Those held at the camp included Jews as well as prisoners of war, homosexuals and political opponents.
Tribich recalled how when she arrived at the camp, "the scene that met us was beyond description".
"There were many people that looked like skeletons, like zombies shuffling along. Then they would fall and just remain there where they fell with other people falling over them."
- 'Collective duty' -
Concerns are growing in Germany about the future of Holocaust remembrance amid a surge in support for the far-right AfD, which emerged as the second-biggest party in an election in February.
Some AfD politicians have pushed back against the country's tradition of remembrance, backed by US tech billionaire Elon Musk during the election campaign.
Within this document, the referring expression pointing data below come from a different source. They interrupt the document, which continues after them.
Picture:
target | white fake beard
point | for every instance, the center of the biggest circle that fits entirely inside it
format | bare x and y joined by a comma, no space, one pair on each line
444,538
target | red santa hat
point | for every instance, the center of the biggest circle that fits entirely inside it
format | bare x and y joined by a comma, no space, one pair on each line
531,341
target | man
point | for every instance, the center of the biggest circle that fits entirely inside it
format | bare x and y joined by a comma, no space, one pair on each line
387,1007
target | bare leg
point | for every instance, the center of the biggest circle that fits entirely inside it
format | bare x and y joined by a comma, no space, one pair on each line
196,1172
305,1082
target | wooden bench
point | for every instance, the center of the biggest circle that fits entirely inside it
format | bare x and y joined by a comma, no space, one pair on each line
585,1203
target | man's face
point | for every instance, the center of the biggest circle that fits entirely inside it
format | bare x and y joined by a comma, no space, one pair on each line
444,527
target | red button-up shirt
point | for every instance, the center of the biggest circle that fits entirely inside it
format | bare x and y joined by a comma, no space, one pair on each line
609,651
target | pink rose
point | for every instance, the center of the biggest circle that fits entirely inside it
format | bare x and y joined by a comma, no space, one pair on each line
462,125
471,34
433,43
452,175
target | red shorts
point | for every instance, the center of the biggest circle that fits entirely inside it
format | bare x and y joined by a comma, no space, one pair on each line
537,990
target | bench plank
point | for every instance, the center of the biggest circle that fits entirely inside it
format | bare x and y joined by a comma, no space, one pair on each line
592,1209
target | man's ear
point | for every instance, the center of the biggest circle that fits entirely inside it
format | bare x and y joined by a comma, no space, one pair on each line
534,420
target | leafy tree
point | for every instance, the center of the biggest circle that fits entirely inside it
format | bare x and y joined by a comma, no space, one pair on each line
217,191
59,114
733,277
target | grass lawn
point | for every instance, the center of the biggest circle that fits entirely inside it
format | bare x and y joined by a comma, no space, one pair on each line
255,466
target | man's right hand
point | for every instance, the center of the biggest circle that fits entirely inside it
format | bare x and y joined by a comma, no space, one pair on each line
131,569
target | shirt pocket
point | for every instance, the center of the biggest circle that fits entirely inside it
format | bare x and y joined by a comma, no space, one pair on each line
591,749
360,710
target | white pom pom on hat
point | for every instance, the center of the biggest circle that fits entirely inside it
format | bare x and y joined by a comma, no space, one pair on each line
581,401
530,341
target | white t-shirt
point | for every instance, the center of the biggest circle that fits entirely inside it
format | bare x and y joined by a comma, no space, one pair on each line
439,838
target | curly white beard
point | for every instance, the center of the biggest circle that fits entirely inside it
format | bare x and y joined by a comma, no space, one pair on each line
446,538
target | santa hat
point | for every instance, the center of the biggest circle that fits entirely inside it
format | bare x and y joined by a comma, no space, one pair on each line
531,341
Stephan Weil, state premier of Lower Saxony, said Germany "must not forget or repress the darkest chapter in (our) history and the crimes associated with it".
"We must vigorously oppose any attempt to relativise or rewrite history," he said.
Rayner also noted that "growing numbers distort the Holocaust", calling such historical revisionism "not simply ignorant but dangerous".
"It's our collective duty to confront them head on and show them that what happened here and elsewhere can never be forgotten," she said.
Germany has held several ceremonies this year to mark the 80th anniversary of the liberation of Nazi camps and other major events in the run-up to the end of World War II.
On May 8, the German parliament will hold an official event to mark the 80th anniversary of the end of the war.